I’m not striking but for once I sort of wish I was
This blog is written by a group of people with different experiences and therefore different perspectives.
Tomorrow one of my colleagues will have a piece up explaining why he, and many others, will be striking. I imagine his perspective will be representing the vast majority of local authority workers and rightly so. With that in mind I thought it would be appropriate to put the view of someone who won’t be striking now save it interfere with the rightful coverage of a large amount of public sector workers who feel pretty badly treated.
Normally, not striking is fairly easy. In fact, the main reason I am no longer a member of a trade union is that a lot of the previous strikes have been for reasons I just don’t think justify a strike. Indeed, the last major strike over pensions, in defence of the “rule of 85” if I remember correctly, was exactly that type of strike; elitist and a little stupid.
However, this time it’s different. Rather than feeling opposed to the strikers I actually have quite a lot of sympathy with them.
In Local Government there are three issues that make up this strike and I’d like to cover each of them in turn:
1) Career Average Pensions: I don’t know if the Unions would have gone on strike if this was all that was on the table. I fear they would have but hope they know better. Personally, I support a switch to career average. Not being a local government senior manager means the alternative is probably better for me and even if I was a senior manager I like to think I’d recognise that the current position is simply unfair (taking money from the pension pot of the low paid to give to Chief Exec is not my idea of fair).
2) Increasing the retirement age. Ok, so I’d rather not work until I’m 68 but in reality I know that my life expectancy is only going upwards so rationally I know this has to happen. And it’s not as if I’m forced to do the same job until 68; I can still leave my current job at 55 if I really want to; I just won’t get my pension until 68 which, although unfortunate, seems fair to me.
So far, you can see why I’m not striking; in fact I’m sure some of my colleagues would see me as being practically a Tory (although I choose not to declare my voting allegiance ). Now back to the strike:
3) Increase contributions by 3.2% of total salary: Assuming a normal 6.5% contribution this is roughly a 50% increase in pension contributions. This increase will not lead to an improved pension or guarantee an existing pension (see above). It is not based on actuarial advice or on an understanding of the liabilities of our pension fund. In fact, as far as I can tell it is based on no numbers at all (if it was it would surely not be the same in every scheme across the public sector?)
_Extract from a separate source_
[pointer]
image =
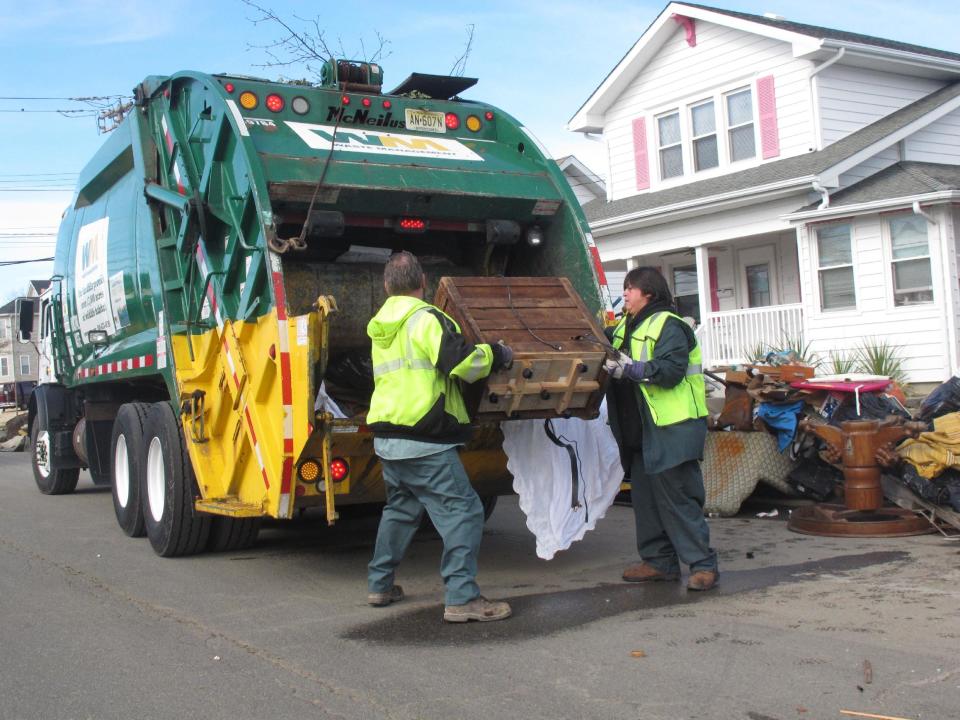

Thus, all we can deduce is that the 3.2% increase is nothing more than a 3.2% cut in our pay. A cut that comes at a time when there have been no pay increases for two years (and none offered for at least the next two) and inflation at 5% for at least one of them. Now, if the Government had argued that the 3.2% cut would enable us to lose less jobs I might (emphasise might) have been persuaded.
They didn’t and it won’t.
Thus, to make this 3.2% increase and pretend it is part of a pensions reform is at best confusing the issue and at worst downright dishonest. It’s just deficit reduction by a different name.
So whilst I agree with the Government over 1 and 2; on issue 3 I find it very strange that the Government are acting in the way they are. Indeed, if I was running their Francis Maude (I assume he is robotic as he repeats the same sound-bite again and again) I would be telling him to ensure that 1 and 2 get passed (to ensure long term sustainability of the schemes) and deal with 3 later (or compromise on 3); maybe as part of a rolling review of liabilities in each scheme (the non-funded schemes might have to pony up some cash but I’d still negotiate that separately).
So tomorrow, when everyone else is striking and I’m crossing the picket line with my head down, for once it won’t be because I disagree with my striking colleagues. I might not fully agree with them either but until the Government can really justify their position re the LGPS and this mythical 3.2% ‘essential’ pay cut you won’t find this blogger with a bad word to say about the strikers either.